8月は音楽祭の月。マエストロはいつものようにシエナ、ザルツブルクでリサイタルを行い、月末はライプツィッヒのメンデルスゾ−ン祭に登場です。ソリストとしてべートーヴェンの協奏曲を演奏し、引き続きパリ、ミラノのポリーニ・プロジェクトへと、シャイーさん、オケともども移動して、新シーズンの開始です。
7月は「オフ(&充電期間)」のマエストロ、Webの記事検索なども当然「オフ」だったのですが、一つ、面白い(?)記事がありました。
「セレーニョ(Seregno)、ポッツォーリ・コンクール:90人の名手がポリーニのようになる夢を見る」
今年は第26回のエットーレ・ポッツォーリ国際ピアノコンクールが9月の後半に行われます。28の国から90人が参加しますが「毎年(2年ごとですが)、夢はいつでも:ポリーニのように世界的な名声のピアニストになること」
まさに50年前、1959年の第1回コンクールの優勝者が17歳のポリーニでした。記事は、これをきっかけにポリーニの輝かしいキャリアが始まった、とありますが、一般的には、翌年のショパン・コンクールでの優勝の方がクローズアップされています。
でも、やはりここでの優勝も、ポリーニには大きな意味を持っていたのではないでしょうか。そして、立て続けに優勝したポリーニの実力も、やっぱり驚異的!と思わされます(何を今更、と言われちゃいますね)。
この時の演奏曲は、“ショパン:24の前奏曲”、“ストラヴィンスキー:ペトルーシュカからの3章”、“ポッツォーリ:協奏曲のアレグロ”だったそうです。
ショパンの作品は、ショパン・コンクールでの演奏に、大きな自信となったことでしょう。前奏曲ではOp.28−2、8、24を取り上げています。
ちなみにショパン・コンクールでの演奏曲は(判っているだけですが)、この他にはMuzaのライヴ盤等によれば、
練習曲Op.10-1・10、Op.25-10・11、他1曲。ノクターンOp.48-1。即興曲Op.51。ポロネーズOp.44。マズルカOp.33-3、Op.50-3、Op.59-3。
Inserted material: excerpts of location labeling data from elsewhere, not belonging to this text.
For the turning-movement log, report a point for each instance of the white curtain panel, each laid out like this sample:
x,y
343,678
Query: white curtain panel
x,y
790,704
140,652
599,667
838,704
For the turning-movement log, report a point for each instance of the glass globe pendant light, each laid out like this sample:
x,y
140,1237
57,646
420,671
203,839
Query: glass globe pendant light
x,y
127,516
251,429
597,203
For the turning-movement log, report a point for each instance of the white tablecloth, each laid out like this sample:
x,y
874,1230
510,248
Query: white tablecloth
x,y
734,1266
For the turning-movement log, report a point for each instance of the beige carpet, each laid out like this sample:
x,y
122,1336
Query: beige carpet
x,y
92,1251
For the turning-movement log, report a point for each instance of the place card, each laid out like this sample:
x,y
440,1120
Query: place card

ソナタ第2番Op.35。協奏曲第1番ホ短調Op.11。
ショパン・コンクールは当時2月〜3月に行われていたので、約5ヶ月で、これらの曲を仕上げたことになります。もちろん、15歳のリサイタルで練習曲全24曲を弾いていたのですから、どの曲も以前から手がけていたのでしょうけれど。それにしても「審査員の誰よりも技術的には上手い」とルービンシュタインをして言わしめたほど「完璧」に仕上げるには、一体どんな能力が必要なのでしょう?
そして“ペトルーシュカ”を演奏したというのも興味深いですね。この曲はストラヴィンスキーがルービンシュタインに贈った曲。ショパン・コンクールの後初めて会った巨匠から、この曲について話を聞いた、と語っていたことがありますが、既に17歳の頃から手がけていたとは、知りませんでした。
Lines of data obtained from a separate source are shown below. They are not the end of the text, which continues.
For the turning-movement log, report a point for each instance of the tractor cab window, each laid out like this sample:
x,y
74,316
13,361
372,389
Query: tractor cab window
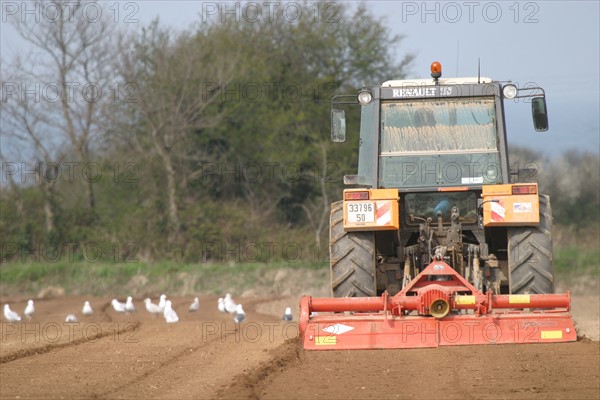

そしてDGと契約したポリーニが、初めて録音した曲。あの曲の輝かしさ、ポリーニの演奏の鮮烈さが、一層、際立って感じられませんか。
“アレグロ”という作品はどんな曲か判りませんが、ポッツォーリ(1873年−1957年)はシェーンベルクの同時代人です。ポリーニの現代音楽への興味は、若い頃から自然に芽生えていたものなのでしょう。そして、同時代の作品を演奏することは演奏家の使命と考える、ポリーニの姿勢のルーツは、このコンクール辺りにあるのでは・・・と思うのは、考えすぎでしょうか。
今回の更新は、幾つかの日程と、CDリリースの予定を付け加えました。